Most companies allow employees to send personal e-mail or make phone calls on company time so long as they get their work done.

But about half of employers have disciplined workers for e-mail abuse, according to a 2005 survey from the American Management Assn.

California's privacy laws, among the strictest in the nation, require employers to disclose that they are monitoring workers, said Richard Simmons, a Los Angeles employment lawyer who represents companies.

Many employees say they assume the company can read their correspondence or follow their trail on the Internet.

"I might e-mail a friend saying, 'Hey, let's meet up for lunch,' not, 'Hey, I'm planning on quitting tomorrow,' " Raina Yoo, a 24-year-old accountant, said during a lunch break in downtown Los Angeles.

Receptionist Susan Lane, 31, says she's careful about Web surfing. "I wouldn't shop at Victoria's Secret online at work," she said with smile.
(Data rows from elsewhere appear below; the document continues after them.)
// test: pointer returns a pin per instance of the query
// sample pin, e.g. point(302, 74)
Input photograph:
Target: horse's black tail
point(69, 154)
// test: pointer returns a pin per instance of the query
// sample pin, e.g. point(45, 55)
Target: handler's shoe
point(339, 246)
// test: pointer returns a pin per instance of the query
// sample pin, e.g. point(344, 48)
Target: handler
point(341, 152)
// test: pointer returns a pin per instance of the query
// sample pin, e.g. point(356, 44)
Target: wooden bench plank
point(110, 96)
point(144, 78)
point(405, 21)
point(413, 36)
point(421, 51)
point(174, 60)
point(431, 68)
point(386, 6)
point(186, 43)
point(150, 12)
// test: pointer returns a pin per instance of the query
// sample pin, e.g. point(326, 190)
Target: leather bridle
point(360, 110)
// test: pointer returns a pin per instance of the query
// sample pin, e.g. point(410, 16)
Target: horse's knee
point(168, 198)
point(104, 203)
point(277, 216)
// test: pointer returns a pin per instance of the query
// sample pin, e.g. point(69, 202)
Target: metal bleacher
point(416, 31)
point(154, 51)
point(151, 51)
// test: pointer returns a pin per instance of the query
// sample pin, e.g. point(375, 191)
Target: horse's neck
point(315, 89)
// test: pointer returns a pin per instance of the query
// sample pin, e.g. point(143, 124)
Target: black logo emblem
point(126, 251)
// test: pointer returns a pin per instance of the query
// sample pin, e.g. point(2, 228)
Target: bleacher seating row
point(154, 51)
Sometimes IT staffers can't help but see personal information.

Rocket Science Consulting of San Francisco installs and maintains computer systems for small businesses. New corporate clients often warn owner Matt McGraw to not read company e-mails, McGraw said.

"Our response is, if you're the administrator of their e-mail, by definition you have access to everything," he said

A former Wal-Mart IT security employee, Perry Carpenter, wrote on his blog that this week's incident was probably a case of "human nature run amok."
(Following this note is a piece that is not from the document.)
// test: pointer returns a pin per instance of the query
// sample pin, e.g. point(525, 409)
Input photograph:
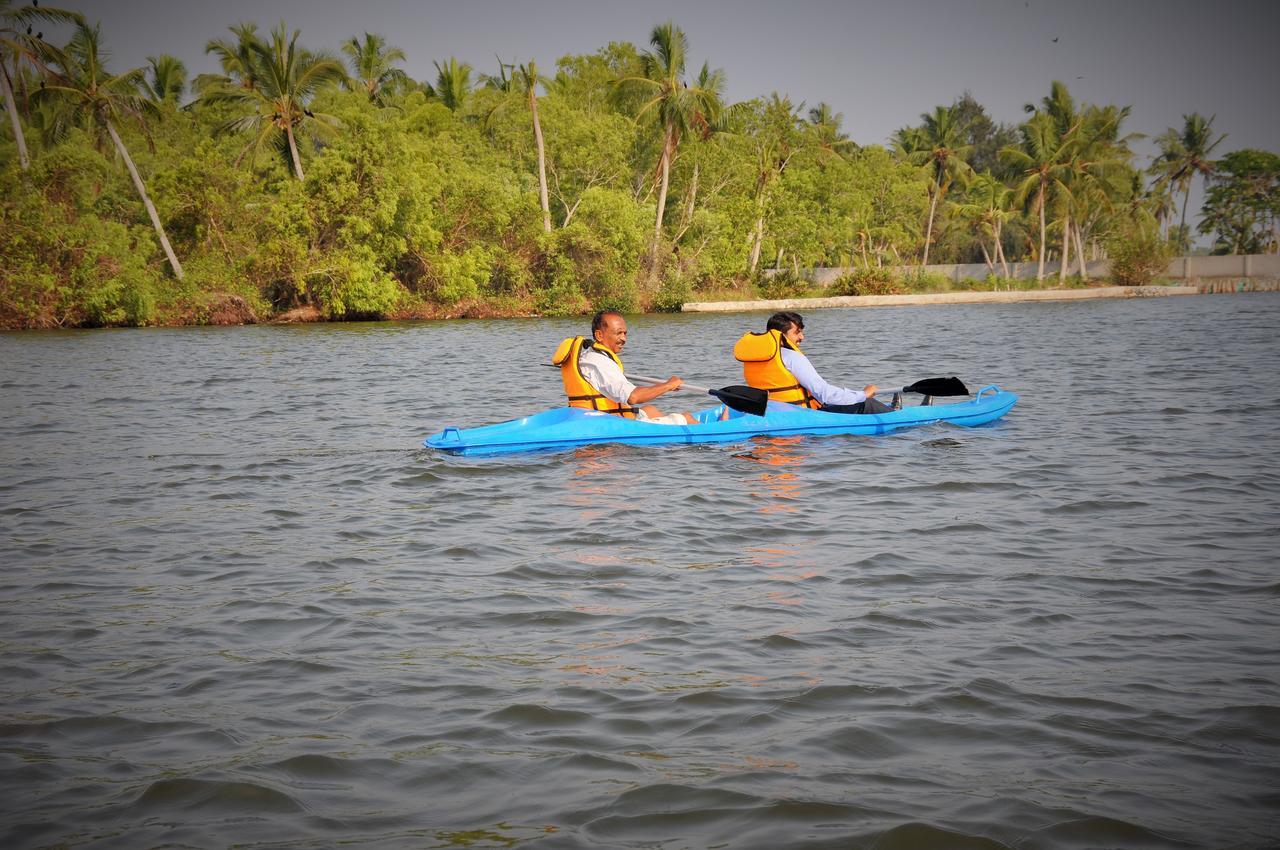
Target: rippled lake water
point(241, 606)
He said monitoring communications was as close to malicious computer hacking as a legitimate technician gets.

"There's a natural instinct as you're doing that to poke and prod," Carpenter said in an interview. "You've got to make sure there's the right kind of oversight in place."

Companies generally instruct their IT administrators to turn over troublesome communications to company lawyers or human resources managers. A complaint about a worker lodged by a customer or another employee can also trigger a review of e-mails or phone records.